Emboldened by their latest triumph, prominent leaders of the anti-abortion movement have already warned of their next goal: to impose bans on the half of the country that does not intend to restrict access to abortion for its citizens. In total, there are 20 states (plus the city of Washington), from Alaska to California, and from Nevada to New Hampshire, in which this is beyond doubt. Many of those places, like Illinois, which has remained on the map like a drop of oil in an anti-abortion puddle, have prepared themselves to receive an avalanche of patients from neighboring states. The next frontier for prohibitionists, warns legal historian Mary Ziegler of the University of California at Davis, is that the new laws may also persecute those interstate travelers, as well as the purchase of abortion pills, which, despite carrying risks, they will become the only way out for many Americans, especially those with low incomes.
Clinics in cities such as Montgomery (Alabama) or Sioux Falls (South Dakota) have already announced that they are closing. Others, like Jackson’s, which is at the origin of the commotion, move to another state to continue working. Gabriela Benazar Acosta, representative of Planned Parenthood, perhaps the most famous association in defense of abortion in the United States, whose headquarters are divided between New York and Washington and has some forty branches throughout the country, explained this Friday that in its Plans do not include closing health centers: “We don’t just offer abortions. Prenatal and sexually transmitted disease treatments will continue, as well as the supply of contraceptives.”

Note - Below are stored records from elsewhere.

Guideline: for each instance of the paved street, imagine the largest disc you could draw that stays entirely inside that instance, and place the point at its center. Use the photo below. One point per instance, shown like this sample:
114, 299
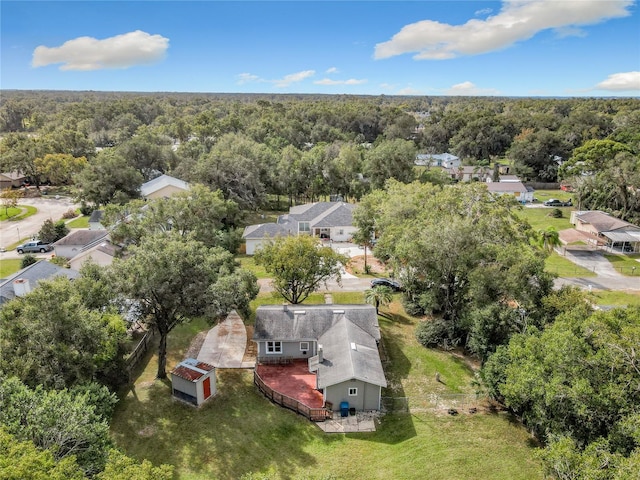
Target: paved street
12, 231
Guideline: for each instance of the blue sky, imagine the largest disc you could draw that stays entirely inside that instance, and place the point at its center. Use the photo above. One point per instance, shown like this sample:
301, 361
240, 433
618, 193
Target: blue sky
511, 48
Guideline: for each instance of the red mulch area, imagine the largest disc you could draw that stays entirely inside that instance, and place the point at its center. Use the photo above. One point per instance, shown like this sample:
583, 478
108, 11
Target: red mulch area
293, 380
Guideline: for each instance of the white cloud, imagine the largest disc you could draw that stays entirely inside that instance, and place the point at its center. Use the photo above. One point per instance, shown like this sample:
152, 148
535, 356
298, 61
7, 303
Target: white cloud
351, 81
621, 82
247, 78
88, 53
517, 21
293, 78
408, 91
470, 89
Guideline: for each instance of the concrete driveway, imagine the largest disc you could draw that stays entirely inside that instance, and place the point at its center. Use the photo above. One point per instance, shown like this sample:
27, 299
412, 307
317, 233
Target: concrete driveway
48, 208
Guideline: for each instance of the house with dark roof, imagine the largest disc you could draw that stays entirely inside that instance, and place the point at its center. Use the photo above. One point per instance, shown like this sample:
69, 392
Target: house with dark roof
339, 342
25, 280
607, 230
78, 241
163, 186
326, 220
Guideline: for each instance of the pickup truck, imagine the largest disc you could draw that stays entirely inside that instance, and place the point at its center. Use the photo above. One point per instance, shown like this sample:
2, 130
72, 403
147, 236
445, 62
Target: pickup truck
34, 246
554, 202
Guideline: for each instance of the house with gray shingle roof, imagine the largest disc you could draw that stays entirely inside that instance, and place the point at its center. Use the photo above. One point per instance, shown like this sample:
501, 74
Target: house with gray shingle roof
326, 220
340, 343
25, 280
608, 230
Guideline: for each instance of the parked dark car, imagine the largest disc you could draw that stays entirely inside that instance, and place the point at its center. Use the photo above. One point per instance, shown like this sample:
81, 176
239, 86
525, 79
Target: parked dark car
34, 246
554, 202
386, 282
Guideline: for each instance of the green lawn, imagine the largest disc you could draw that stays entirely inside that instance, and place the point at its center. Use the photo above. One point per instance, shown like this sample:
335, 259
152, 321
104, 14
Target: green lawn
13, 214
625, 264
539, 218
9, 266
239, 431
80, 222
566, 268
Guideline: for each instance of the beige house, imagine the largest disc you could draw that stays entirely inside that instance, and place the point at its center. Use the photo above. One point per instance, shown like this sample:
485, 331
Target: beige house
607, 230
164, 186
101, 254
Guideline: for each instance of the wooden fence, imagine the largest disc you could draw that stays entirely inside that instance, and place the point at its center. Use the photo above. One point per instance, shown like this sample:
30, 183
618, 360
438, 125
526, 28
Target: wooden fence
313, 414
134, 358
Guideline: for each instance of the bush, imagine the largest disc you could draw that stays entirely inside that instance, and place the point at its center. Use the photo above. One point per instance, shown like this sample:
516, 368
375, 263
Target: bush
71, 213
27, 260
434, 333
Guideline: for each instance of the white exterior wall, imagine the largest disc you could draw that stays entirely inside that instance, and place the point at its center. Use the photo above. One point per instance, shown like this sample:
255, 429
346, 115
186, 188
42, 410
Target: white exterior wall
347, 233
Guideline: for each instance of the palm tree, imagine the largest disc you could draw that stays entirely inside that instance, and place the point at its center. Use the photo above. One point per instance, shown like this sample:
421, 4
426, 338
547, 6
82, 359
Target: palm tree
549, 239
378, 296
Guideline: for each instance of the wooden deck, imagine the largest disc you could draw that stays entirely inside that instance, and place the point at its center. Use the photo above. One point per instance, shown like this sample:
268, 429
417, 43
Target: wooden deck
292, 386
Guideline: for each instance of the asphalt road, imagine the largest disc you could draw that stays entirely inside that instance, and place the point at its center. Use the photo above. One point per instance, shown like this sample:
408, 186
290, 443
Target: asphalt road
48, 208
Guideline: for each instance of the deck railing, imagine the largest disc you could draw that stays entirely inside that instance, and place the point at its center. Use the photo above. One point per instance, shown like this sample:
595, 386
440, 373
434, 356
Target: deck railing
313, 414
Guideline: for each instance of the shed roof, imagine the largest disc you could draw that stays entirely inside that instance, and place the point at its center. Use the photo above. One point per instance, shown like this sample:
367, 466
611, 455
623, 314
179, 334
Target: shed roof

They also plan to reinforce the clinics that will foreseeably see their task redoubled to attend to all the patients arriving from other states. According to a study by the Guttmacher Institute, which calculates that for the first time in three decades the number of interventions has grown in the United States (9.8% between 2017 and 2020, from 862,320 to 930,160), a Texas woman who wants an abortion will have that will have to make a trip of 870 kilometers on average. If she lives in Louisiana, that distance amounts to 1,070 kilometers. And if she lives in Mississippi, she will have to travel 500 miles.